The overall weight for each paper is calculated as \(w_p = E_p \cdot N_p' \cdot B_p'\). The total weight for the relationship between a bioactive and a health condition is the sum of weights from all pertinent studies, expressed as \(w(c,h) = \sum_i w_i\), with \(i\) indexing the included papers.
We can explore the literature similarity of up to three compounds using the following visualization. Here, red nodes represent health effect concepts (such as "Anxiety", "Inflammation", or "Blood Pressure") and green nodes represent bioactive compounds. You can adjust the threshold of minimum edge weight using the slider.
Lastly, the visualization below allows you to interactively explore how different foods impact health. By selecting various food items, you can see a breakdown of their bioactives (which were scraped for BASIL), and how these relate to specific health conditions. The tool connects each food item to potential health outcomes based on the results of our automated literature review. You can also adjust how many health conditions are displayed for each compound by changing the maximum number of most highly related conditions to simplify or deepen your analysis. We have set the minimum weight between compounds and conditions to 15, explaining why some compounds are not linked to any conditions.

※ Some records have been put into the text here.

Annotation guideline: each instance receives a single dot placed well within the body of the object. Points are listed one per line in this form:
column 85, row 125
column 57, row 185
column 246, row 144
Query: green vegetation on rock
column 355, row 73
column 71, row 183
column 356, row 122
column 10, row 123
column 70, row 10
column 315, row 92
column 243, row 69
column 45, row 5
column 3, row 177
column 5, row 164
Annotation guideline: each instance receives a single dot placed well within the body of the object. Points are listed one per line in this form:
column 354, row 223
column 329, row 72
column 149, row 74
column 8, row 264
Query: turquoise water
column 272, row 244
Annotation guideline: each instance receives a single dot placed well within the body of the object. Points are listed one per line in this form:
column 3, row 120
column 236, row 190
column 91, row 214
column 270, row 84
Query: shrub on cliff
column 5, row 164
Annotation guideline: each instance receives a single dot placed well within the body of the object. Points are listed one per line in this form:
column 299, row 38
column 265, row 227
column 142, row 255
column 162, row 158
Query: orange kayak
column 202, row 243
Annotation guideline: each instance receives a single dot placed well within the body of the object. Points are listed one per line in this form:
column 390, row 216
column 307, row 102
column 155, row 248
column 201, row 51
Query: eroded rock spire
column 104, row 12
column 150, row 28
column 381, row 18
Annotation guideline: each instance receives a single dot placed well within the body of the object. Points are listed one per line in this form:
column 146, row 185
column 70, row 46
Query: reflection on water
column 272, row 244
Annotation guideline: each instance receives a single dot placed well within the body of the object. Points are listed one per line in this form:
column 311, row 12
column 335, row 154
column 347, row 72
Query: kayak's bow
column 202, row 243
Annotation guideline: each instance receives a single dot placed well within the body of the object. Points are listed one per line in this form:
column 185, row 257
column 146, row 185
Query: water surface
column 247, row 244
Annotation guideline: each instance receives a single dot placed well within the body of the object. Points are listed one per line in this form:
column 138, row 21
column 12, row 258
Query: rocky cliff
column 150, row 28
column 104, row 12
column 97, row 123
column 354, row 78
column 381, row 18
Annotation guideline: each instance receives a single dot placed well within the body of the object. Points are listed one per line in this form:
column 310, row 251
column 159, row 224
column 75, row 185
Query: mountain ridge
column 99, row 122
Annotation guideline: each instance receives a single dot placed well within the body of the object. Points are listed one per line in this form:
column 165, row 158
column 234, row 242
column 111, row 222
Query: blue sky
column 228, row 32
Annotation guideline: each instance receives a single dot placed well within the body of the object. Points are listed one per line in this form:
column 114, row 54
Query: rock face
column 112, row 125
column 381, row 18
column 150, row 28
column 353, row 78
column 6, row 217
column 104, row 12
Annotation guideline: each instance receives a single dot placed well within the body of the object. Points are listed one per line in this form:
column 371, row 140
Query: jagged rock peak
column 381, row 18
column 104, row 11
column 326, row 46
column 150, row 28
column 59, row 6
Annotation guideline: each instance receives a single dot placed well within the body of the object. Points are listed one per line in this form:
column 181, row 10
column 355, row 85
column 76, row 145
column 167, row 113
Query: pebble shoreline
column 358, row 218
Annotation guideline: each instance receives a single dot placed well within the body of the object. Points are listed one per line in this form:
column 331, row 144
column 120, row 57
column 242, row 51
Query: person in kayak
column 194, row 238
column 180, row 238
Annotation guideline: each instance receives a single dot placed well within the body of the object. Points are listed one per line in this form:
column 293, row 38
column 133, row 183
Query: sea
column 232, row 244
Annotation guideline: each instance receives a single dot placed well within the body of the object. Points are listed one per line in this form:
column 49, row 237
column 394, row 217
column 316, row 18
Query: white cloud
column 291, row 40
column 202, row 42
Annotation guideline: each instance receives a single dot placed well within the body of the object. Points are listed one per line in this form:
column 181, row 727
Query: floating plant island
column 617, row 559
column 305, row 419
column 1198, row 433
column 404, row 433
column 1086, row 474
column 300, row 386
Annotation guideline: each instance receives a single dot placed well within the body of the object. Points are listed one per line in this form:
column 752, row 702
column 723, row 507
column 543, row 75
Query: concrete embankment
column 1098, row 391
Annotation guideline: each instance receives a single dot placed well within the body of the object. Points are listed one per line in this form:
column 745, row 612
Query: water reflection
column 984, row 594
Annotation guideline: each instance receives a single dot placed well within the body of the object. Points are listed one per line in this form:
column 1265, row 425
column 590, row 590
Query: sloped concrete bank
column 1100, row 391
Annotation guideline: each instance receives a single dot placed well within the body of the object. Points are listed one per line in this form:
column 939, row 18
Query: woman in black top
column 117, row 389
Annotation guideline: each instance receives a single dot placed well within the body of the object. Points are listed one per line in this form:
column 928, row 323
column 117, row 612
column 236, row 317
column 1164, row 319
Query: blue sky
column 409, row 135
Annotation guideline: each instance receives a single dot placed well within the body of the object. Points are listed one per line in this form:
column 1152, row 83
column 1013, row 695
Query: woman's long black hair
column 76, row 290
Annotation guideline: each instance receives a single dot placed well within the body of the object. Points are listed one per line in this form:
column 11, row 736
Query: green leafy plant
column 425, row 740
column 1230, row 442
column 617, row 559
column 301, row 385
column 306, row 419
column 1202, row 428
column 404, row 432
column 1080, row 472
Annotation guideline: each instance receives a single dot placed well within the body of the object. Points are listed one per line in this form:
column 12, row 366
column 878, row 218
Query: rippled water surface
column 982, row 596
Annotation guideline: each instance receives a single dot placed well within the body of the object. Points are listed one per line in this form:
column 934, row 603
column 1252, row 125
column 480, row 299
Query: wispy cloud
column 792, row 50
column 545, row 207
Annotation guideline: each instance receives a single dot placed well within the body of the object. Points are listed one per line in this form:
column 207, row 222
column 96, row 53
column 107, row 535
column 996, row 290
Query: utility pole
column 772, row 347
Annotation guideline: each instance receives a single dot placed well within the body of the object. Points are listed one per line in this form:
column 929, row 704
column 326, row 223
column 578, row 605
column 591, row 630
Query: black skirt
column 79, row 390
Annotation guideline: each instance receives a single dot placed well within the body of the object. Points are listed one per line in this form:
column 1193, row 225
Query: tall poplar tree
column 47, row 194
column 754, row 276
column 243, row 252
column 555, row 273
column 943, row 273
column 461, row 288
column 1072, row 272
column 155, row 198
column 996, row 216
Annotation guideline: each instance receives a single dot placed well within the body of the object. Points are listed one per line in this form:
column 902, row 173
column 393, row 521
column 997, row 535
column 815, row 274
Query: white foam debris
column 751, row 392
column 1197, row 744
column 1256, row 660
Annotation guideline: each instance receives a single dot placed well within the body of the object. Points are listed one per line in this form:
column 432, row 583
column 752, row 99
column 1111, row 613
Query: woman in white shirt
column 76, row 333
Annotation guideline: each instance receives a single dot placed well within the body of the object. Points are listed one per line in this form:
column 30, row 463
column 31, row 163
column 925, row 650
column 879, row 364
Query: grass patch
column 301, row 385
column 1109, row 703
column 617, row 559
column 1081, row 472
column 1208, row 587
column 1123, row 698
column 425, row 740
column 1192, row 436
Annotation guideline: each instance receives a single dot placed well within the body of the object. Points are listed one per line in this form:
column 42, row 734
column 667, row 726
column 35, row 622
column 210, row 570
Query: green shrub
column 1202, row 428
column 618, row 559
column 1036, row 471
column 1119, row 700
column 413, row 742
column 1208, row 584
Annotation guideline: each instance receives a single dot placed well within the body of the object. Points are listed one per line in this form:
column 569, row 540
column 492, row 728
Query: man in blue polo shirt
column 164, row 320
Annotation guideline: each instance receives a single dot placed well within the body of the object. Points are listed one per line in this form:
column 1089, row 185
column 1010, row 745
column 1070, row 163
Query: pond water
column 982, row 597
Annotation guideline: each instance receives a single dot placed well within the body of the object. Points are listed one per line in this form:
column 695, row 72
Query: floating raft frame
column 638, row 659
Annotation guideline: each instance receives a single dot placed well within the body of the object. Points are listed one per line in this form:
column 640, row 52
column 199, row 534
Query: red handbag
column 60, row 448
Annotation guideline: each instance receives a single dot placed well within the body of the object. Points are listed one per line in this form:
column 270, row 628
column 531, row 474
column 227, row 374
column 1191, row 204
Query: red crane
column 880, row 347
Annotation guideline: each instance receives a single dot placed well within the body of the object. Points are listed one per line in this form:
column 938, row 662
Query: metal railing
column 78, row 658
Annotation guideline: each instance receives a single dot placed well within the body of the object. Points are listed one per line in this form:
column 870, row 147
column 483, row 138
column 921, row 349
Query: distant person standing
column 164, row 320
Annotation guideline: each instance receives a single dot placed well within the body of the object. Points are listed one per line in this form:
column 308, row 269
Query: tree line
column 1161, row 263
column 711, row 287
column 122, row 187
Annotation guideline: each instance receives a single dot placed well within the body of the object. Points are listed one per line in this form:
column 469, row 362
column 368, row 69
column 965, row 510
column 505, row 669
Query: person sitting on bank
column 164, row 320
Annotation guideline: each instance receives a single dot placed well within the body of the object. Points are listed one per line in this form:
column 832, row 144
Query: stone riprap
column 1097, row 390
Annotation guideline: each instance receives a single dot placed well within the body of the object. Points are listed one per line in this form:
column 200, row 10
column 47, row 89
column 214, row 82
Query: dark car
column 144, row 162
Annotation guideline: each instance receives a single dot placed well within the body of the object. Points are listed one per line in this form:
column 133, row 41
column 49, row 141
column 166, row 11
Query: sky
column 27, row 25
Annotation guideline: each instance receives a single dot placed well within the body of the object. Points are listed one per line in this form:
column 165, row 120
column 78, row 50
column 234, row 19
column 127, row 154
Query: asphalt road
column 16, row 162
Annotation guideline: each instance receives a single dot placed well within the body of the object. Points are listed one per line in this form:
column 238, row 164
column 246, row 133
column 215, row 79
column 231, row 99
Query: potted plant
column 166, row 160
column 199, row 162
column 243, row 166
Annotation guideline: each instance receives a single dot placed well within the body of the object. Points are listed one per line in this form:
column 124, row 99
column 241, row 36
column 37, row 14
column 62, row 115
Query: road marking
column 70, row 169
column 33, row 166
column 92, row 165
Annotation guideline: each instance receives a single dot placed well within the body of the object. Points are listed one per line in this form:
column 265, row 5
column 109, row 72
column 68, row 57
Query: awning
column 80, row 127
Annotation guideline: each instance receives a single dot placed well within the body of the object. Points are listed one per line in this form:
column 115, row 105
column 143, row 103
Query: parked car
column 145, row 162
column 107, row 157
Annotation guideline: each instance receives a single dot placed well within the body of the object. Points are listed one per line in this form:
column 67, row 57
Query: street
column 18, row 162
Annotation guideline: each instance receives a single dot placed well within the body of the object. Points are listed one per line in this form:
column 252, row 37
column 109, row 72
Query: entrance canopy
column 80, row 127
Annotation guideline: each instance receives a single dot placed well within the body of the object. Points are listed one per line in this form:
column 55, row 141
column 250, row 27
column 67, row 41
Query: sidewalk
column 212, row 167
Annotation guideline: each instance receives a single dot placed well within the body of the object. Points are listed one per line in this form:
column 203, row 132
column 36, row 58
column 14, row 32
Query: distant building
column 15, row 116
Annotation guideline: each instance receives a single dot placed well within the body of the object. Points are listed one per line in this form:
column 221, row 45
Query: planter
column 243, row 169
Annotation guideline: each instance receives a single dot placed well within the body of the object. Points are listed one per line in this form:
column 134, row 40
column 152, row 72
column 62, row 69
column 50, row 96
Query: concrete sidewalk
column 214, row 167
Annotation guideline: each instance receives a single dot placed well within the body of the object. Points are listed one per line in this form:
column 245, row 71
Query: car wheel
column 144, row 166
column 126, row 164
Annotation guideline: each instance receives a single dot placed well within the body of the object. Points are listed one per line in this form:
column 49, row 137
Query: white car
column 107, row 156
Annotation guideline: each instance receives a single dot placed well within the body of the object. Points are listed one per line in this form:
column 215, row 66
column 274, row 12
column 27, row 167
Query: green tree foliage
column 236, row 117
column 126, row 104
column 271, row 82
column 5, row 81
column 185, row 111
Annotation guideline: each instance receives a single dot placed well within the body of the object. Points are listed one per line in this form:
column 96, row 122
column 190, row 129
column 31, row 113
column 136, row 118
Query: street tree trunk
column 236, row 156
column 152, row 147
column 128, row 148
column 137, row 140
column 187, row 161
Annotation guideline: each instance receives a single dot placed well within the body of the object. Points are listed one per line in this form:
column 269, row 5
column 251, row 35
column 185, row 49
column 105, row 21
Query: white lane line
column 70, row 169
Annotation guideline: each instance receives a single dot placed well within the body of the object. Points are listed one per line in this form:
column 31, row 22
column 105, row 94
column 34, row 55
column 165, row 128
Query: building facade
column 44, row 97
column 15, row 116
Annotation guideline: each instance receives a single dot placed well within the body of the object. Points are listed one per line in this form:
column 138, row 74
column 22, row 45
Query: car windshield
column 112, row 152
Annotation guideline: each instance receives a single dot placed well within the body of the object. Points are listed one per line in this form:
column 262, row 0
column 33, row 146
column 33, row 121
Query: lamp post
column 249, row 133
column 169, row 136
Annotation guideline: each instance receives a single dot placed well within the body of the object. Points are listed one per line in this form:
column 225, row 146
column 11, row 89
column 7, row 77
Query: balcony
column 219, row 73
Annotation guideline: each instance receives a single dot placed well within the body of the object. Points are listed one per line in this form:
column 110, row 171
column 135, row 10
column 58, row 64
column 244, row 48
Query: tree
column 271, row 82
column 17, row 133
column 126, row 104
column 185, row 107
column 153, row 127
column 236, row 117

It's important to note that the number of compounds listed for each food does not necessarily reflect its health value. Some very healthy foods may link to only one or a few compounds, while others might connect to many, due to ongoing research and data compilation. This aspect of the tool will continue to evolve as more information becomes available and is integrated into the database. For exact nutrient values in each food, please use the search tool to look up specific food items or visit FooDB for more detailed information.